From the stuff I think about folder, I got followed by a Green Cigarette on Twitter (since banned), but this thing stuck with me. E-cigarettes people. No, yeah, electronic cigarettes. At first, I was definitely like wtf, but, if you take the arguement that cigarettes are just a nicotine delivery system, as soda and coffee are for caffeine, and that the smoke is what annoys non-smokers (as well as being unhealthy for all), then why not focus on a delivery system for what smokers really want: Nicotine. Sure there’s the patch, but the idea there is withdrawl, not finding a way to continue. E-cigs seem like enough of a wtf idea though that would shut non-smokers up, even if the little LED light at the end provides endless hours of hilarity as smokers fuck with non-smokers in restaurants. Good idea for Philip Morris though. Offer both smoke and smokeless products! Hey, if Kodak switched from film to digi... wait, what, they are? Oh. Nevermind.

And, you can do those smoke rings too while your roommate walks in on your product review.

2 comments:

Byrne said...

I have my doubts about this:

1. People who smoke aren't that concerned with being healthy. If they want to be healthy, they'll try to quit.

2. The smoker-icons don't care about being healthy. The Marlboro man is not the kind of guy who hopes he doesn't get emphysema in twenty years—he's the kind of guy who dies shoeing a horse, falling down a canyon, or during a bar fight. The skinny, black-clad hyperintellectual smoker doesn't care about his health because he doesn't care about anything. That would be lame.

3. You've got the same stigma from non-smokers ("How can you be addicted to something so stupid?") plus a new stigma from smokers ("You like sucking off a battery to get your fix?"). That leaves the e-smoke buyer pretty much alone.

4. The law won't catch up with reality: people probably will get in trouble for smoking these where smoking is banned. Somebody out there will interpret the law liberally enough to do it.
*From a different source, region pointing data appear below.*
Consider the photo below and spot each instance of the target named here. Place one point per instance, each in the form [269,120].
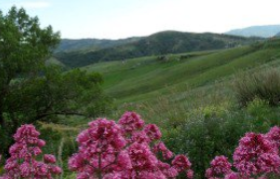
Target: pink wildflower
[22,163]
[152,132]
[131,121]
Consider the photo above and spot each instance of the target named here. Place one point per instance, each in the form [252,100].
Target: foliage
[127,149]
[22,162]
[257,156]
[31,91]
[263,85]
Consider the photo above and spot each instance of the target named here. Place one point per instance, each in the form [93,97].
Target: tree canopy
[32,91]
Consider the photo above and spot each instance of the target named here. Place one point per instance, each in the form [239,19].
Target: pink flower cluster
[256,156]
[22,162]
[128,149]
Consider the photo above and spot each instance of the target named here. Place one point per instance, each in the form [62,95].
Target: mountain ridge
[265,31]
[161,43]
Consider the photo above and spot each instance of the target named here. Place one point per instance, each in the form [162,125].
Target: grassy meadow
[191,96]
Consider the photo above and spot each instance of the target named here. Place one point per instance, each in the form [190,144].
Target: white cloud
[33,4]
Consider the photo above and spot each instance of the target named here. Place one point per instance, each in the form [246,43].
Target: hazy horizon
[134,18]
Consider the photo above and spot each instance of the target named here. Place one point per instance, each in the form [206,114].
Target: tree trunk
[2,120]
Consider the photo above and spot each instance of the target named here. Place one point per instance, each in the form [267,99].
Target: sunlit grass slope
[145,78]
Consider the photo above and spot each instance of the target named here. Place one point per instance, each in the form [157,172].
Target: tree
[30,90]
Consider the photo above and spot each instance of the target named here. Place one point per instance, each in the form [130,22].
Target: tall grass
[264,85]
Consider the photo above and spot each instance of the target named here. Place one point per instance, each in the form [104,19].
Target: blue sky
[116,19]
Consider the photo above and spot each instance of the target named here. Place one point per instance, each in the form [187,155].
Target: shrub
[263,85]
[22,162]
[257,156]
[127,149]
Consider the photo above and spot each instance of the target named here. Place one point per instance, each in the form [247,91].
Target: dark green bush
[204,137]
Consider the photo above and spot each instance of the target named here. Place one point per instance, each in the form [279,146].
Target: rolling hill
[68,45]
[256,31]
[143,79]
[168,42]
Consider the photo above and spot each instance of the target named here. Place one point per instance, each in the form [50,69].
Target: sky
[115,19]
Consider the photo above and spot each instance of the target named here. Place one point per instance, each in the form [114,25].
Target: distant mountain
[157,44]
[256,31]
[85,45]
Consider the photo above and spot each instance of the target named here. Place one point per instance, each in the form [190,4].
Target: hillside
[169,42]
[67,45]
[256,31]
[145,78]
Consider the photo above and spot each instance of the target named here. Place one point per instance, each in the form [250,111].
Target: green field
[143,79]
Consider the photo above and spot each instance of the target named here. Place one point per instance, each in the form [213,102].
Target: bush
[127,149]
[263,85]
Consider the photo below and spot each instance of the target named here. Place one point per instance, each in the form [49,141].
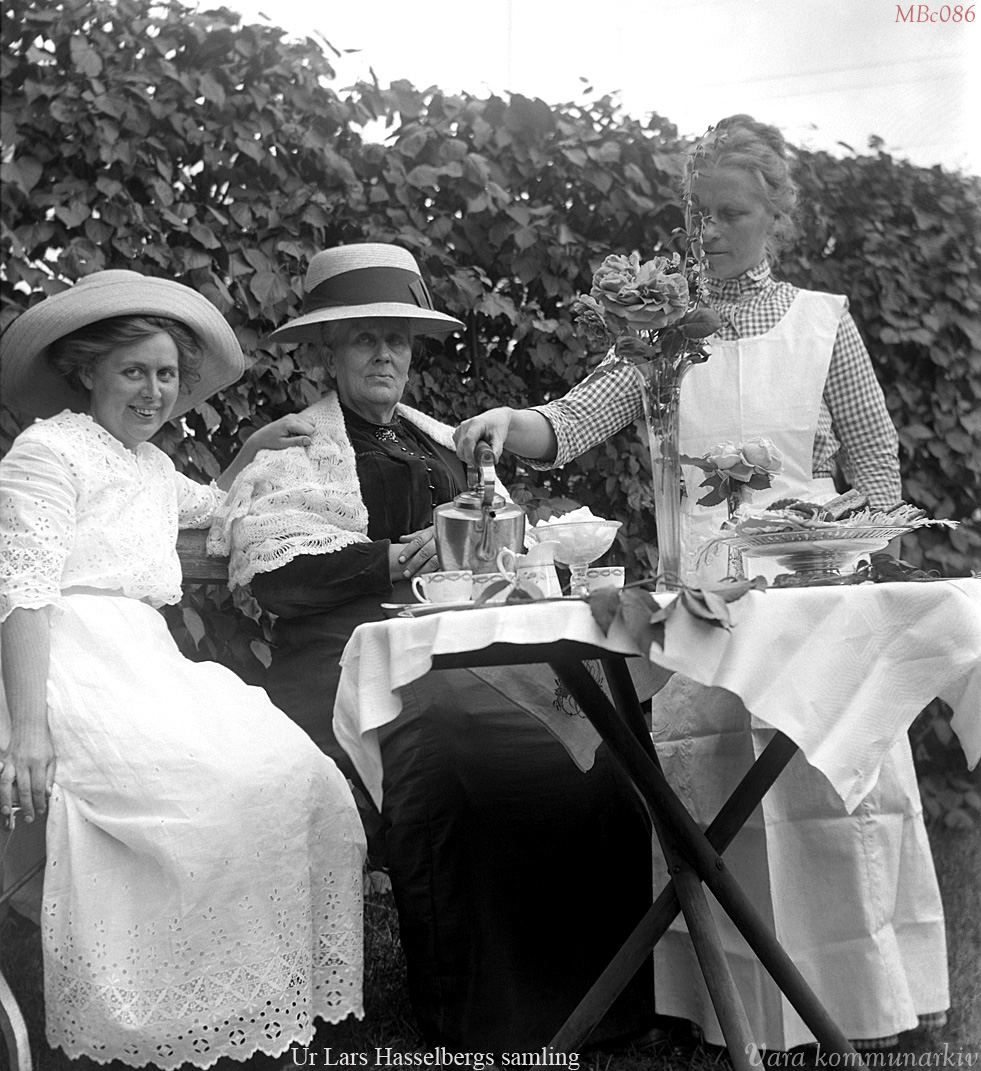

These feel like a good idea, at first. But they're only appealing to non-smokers.

VicHoon said...

I vaguely recall Philip Morris playing with technology decades ago as described in the book Barbarians at the Gate. They broomed the idea of the smokeless cigarette. I think it was because such a development would suggest there was a problem with "normal" cigarettes. Of course, we know how right they are.